The Alliance for the Arts initiated the Estate Project in 1991 to respond to the unprecedented impact of AIDS on American culture and to provide estate planning advice to artists with HIV/AIDS. Much of our current work focuses on the preservation of artworks and the creation of archives comprised of visual artworks, films, videos, musical scores, dances and manuscripts, as well as developing research tools and finding aids for dispersed collections. The Estate Project has built a groundbreaking Web site www.artistswithaids.org that allows the general public, curators and historians access to this material.
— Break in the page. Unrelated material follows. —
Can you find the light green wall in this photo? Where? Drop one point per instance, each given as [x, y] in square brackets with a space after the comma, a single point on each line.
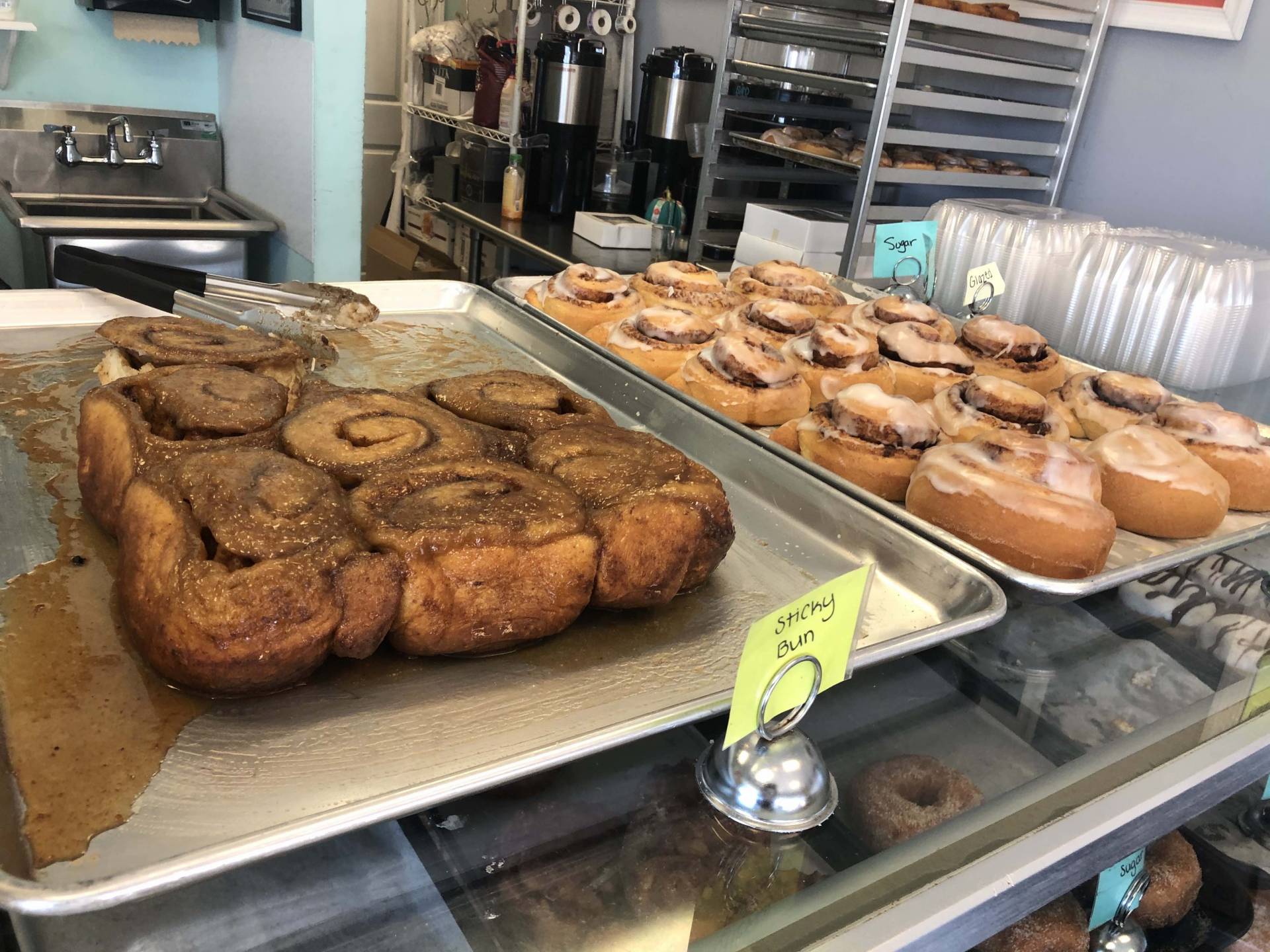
[74, 58]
Recent preservation initiatives include pioneering the use of digital imaging in visual art with the Virtual Collection; creating models of video and film preservation; testing tested new digital technologies for recording choreography; and collecting, cataloguing and promoting music created by composers lost to AIDS. The Estate Project has both presented this work in public venues such as the Guggenheim Museum, the San Francisco Museum of Modern Art, and the Parsons School of Design, and integrated this work into mainstream collections such as the New York Public Library, the Academy Film Archive, and the Fales Library of New York University.
EDITOR'S NOTE
The Experience Exchange was a collaboration led by Patrick Moore, former Director of the Estate Project for Artists with AIDS, and Roberto Bedoya, former Executive Director of the National Association of Artists Organizations. Some of the participants' affiliations (as listed on page 4) may have also changed in the interval between the sessions and the publication of this report. The Experience Exchange would not have been possible without the guidance of Randall Bourscheidt, President of the Alliance for the Arts and the original and sustaining force behind the Estate Project for Artists with AIDS.